Stocks in general took a bearish turn for most of August, but they’ve experienced a mini-recovery over the past two weeks. The broad-market S&P 500 remains in a downtrend, though, as do industrial stocks like the blue-chip components of the Dow Jones Industrial Average. Tech, by contrast, has been resilient, and tech stocks look like they will hold up nicely for the next several months.
The S&P 500 opened higher on Friday but swooned before noon and closed down a paltry 0.12 points. This may seem insignificant, but the S&P is meeting firm resistance at its 50-day moving average (red line), which it briefly traded above in intraday trading but has failed to close above since July 28. Stocks went into a downtrend at the end of last month, and while they’ve been rebounding for most of the past two weeks, the recovery is clearly under pressure.
But not all sectors of the S&P 500 are behaving similarly. Financials, industrials, utilities, and most other sectors are under considerably more pressure than the broad market, leaving a few sectors to significantly outperform. The best sector, moving forward, appears to be tech: The “XLK” S&P 500 tech sector ETF not only closed above its 50-day moving average (red line), it also pierced its Bollinger band midpoint (dotted blue line) on Thursday, and then confirmed that move with a higher close on Friday.
It’s also worth noting that the Nasdaq, where many of XLK’s components trade, closed higher on Friday, while the S&P 500 and the Dow Jones Industrial Average both posted losses.
Clearly, tech looks like a smart sector to mine for stocks, but which stocks? Let’s look at three spaces within the sector – Internet, telecom, and semiconductors – and identify the best intermediate-term play in each:
Download this Internet Stock to Your Portfolio
Shares of Yahoo! (Nasdaq: YHOO) have lost 10% in 2014, compared to 5.7% gains by the S&P 500. CEO Marissa Mayer, a Google vet once hailed as Yahoo!’s savior, just hasn’t been able to get it done, and shareholders have had to pay the price. But now, the price has been paid, and Yahoo! looks like a good buy.

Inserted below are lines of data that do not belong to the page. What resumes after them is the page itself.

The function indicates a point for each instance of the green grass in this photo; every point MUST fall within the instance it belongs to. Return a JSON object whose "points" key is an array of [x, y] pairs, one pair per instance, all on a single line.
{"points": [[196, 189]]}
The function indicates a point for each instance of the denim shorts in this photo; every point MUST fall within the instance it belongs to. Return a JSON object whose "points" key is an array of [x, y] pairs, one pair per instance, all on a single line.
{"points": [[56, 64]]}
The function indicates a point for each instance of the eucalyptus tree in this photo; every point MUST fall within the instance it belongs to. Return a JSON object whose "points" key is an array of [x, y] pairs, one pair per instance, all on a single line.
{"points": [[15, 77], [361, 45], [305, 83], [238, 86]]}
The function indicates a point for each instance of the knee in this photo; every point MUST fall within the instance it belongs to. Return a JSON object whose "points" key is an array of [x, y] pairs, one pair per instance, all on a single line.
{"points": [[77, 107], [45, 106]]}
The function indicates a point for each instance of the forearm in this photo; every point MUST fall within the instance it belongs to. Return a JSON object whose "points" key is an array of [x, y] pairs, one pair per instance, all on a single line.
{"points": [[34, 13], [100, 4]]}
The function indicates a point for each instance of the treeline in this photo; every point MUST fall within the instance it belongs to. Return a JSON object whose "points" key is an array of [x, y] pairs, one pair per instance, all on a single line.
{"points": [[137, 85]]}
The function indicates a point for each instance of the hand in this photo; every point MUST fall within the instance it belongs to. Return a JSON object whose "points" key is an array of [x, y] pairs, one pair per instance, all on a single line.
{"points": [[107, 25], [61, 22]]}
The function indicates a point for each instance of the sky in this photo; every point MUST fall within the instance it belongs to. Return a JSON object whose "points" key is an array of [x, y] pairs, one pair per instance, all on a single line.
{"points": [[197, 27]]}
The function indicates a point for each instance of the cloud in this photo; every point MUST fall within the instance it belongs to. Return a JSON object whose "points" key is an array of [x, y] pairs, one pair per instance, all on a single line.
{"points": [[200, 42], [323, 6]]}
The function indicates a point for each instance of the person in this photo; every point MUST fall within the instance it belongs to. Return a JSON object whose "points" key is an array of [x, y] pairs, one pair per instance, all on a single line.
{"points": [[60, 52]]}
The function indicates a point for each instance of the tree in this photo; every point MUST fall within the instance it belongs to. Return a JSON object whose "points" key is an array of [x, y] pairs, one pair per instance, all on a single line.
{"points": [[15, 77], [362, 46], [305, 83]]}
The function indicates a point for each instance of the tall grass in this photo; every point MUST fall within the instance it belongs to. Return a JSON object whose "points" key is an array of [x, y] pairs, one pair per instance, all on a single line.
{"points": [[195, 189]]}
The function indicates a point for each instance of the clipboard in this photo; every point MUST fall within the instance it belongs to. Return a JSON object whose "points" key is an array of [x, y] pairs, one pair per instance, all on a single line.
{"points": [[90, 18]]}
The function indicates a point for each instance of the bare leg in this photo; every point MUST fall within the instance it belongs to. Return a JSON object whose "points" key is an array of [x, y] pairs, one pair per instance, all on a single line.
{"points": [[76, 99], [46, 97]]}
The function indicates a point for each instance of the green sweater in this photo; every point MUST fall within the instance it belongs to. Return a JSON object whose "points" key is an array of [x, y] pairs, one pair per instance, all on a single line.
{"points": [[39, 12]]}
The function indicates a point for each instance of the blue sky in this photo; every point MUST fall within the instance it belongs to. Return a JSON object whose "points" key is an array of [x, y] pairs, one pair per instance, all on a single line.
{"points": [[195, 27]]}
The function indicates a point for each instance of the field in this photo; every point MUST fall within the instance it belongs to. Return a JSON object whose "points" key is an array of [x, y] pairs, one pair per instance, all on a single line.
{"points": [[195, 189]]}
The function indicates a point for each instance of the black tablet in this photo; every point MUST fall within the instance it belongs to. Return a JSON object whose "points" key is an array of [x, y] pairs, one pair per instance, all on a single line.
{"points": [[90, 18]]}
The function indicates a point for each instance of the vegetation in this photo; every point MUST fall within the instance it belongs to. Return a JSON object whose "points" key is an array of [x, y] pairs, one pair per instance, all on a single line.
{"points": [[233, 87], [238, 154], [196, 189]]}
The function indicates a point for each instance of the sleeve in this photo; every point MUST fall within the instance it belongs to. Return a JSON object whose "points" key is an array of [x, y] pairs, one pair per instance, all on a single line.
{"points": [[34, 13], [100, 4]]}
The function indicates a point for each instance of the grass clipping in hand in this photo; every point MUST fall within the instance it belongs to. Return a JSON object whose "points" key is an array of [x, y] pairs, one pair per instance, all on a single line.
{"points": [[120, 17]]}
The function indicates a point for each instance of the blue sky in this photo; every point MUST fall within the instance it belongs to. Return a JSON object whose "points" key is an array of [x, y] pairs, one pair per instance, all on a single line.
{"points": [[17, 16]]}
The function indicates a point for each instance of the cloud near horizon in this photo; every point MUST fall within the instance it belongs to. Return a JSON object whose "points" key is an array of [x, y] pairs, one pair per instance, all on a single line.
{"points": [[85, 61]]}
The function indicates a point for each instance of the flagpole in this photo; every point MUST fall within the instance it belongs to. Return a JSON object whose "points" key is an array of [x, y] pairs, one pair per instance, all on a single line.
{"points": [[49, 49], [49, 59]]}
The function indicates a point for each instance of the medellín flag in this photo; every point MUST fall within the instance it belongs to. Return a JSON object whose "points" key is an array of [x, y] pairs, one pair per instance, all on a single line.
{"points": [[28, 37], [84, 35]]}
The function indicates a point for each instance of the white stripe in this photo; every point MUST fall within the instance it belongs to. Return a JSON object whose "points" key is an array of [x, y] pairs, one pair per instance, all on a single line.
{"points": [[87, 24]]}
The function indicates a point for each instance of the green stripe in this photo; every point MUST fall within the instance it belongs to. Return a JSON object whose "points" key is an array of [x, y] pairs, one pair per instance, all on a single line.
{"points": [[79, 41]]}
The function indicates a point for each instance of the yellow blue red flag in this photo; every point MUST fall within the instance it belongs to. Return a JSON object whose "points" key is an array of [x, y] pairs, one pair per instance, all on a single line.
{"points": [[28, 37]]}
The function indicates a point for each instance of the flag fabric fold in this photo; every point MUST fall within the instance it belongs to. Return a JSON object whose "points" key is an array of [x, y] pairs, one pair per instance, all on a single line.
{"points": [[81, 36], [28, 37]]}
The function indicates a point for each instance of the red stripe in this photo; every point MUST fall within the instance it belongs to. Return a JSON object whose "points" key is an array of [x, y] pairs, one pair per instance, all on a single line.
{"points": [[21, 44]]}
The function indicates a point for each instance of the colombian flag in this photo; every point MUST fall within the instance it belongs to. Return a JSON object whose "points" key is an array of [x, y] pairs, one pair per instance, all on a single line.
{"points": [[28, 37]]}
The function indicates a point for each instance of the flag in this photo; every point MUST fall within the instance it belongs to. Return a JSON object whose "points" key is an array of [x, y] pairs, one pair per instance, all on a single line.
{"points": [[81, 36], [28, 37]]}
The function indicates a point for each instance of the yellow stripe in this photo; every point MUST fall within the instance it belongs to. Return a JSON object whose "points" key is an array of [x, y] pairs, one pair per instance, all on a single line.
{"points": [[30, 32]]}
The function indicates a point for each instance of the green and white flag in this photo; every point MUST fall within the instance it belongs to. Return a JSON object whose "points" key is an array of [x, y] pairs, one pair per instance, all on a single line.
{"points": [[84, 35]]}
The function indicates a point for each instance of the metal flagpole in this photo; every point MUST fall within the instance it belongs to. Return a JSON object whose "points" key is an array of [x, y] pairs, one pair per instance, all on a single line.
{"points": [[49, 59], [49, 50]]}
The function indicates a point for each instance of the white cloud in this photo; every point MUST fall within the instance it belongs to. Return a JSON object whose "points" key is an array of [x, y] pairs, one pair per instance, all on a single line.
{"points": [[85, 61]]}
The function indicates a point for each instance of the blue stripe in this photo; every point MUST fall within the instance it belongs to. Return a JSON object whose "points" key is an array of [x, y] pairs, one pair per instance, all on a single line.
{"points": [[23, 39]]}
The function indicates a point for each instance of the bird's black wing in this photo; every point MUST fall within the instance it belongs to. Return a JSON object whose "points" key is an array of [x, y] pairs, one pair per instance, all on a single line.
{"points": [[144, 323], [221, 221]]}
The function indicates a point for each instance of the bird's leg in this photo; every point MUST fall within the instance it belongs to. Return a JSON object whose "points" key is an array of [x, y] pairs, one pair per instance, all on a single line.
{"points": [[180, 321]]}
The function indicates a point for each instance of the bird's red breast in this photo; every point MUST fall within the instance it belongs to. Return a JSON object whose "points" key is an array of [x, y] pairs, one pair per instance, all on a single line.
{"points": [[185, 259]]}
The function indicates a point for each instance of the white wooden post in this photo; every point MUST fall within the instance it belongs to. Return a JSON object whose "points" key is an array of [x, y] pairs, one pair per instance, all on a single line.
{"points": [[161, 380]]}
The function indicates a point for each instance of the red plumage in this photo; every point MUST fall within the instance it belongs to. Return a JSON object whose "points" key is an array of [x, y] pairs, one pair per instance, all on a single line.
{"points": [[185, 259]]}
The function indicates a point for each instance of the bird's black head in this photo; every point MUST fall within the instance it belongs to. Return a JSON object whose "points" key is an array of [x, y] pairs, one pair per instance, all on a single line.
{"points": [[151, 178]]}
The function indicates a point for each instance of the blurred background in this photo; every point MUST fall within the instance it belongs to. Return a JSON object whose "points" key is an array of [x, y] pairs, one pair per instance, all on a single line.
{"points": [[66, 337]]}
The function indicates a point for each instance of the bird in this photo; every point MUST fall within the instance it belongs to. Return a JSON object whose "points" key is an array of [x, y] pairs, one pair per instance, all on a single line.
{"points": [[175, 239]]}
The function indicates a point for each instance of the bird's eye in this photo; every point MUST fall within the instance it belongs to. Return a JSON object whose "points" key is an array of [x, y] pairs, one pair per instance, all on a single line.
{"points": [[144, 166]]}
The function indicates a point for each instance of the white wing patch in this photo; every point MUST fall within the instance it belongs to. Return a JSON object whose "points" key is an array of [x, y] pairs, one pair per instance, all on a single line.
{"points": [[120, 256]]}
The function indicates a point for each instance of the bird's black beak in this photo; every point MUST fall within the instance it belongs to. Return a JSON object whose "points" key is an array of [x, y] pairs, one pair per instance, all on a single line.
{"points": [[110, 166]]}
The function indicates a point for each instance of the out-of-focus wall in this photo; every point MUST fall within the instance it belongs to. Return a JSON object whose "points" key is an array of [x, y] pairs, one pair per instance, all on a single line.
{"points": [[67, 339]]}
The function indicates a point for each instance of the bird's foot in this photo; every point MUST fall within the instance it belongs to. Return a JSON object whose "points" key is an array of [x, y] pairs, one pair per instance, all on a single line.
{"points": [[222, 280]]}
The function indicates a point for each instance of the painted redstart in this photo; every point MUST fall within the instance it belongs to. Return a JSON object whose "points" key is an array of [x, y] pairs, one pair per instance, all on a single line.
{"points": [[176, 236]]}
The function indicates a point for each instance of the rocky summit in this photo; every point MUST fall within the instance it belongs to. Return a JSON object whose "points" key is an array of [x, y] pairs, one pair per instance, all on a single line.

At its lowest points in July, the stock found support at around $30 in multiple instances, and it seems highly unlikely Yahoo! could fall below that level anytime soon. Now the stock has a firm base off which to build, and as you can see in the chart below, Yahoo! has gone against the grain all August: While other stocks faltered over this period, Yahoo! made a strong move to the upside, piercing its Bollinger midpoint (dotted blue line) and 50-day moving average (red line) in one fell swoop, and it shares have performed admirably since.
Institutional investors have been adding to their stakes in Yahoo!, and the “smart money” is normally instructive. Shares of Yahoo! closed at $36.47 on Friday – I’d be a buyer in the $36-37 range, with a year-end price target of $39.50. Yahoo!’s 52-week high came on January 8, at $41.72.
Run Like the Wind to Buy This Telecom Stock
Yahoo! is a household-name stock with a nearly $40 billion market cap. Windstream Holdings (Nasdaq: WIN), by contrast, has a market value of just $6.85 billion, and it’s far from a household name – unless you live in the Southeast or southern Midwest, where Windstream serves the majority of its 600,000 business and 1.6 million residential customers with phone and Internet services. A string of acquisitions has brought Windstream to 48 of the U.S.’s 50 states, which means that Windstream may indeed be a household name to rival Yahoo!, and investors have given their thumbs-up to Windstream’s acquisitive strategy, as evidenced by the chart below:
The first thing you’re likely to notice in the chart above is the huge breakout Windstream experienced in heavy volume on July 28, when the company announced its plan to spin off some of its telecommunications network assets into an independent, publicly traded REIT (real estate investment trust). While the stock has given back some of those gains, it has remained in a consistent uptrend, atop its ascending Bollinger band midpoint (dotted blue line), riding that support-level higher. I would buy this stock at a price between $11 and $11.50, and shoot for a $12.50 price target.
Consider Short-Term Calls on this Microchip-Maker
Finally, we’ll look at the semiconductor space, where the most attractive stock is the blandly named Microchip Technology (Nasdaq: MCHP). Its shares suffered substantial losses all throughout July, falling from $49.77 on July 1 to a low of $47 on July 31 – a 5.6% swoon for the month. But since then, it has staged a recovery and recently broke through its Bollinger midpoint (dotted blue line) without so much as a pause.
Microchip Technology has excellent recent earnings, with earnings per share (EPS) growing by 19% last quarter and at an average of 30% for the past three quarters. The firm beat earnings expectations the last time it reported, and management guided future expectations higher. I like this stock at between $47 and $47.50, with a modest $50 price target for gains in the 5-6% range. Its $48-strike September calls, which closed Friday with an ask price of $1.10, could provide a leveraged play allowing double-digit profits on a much smaller move.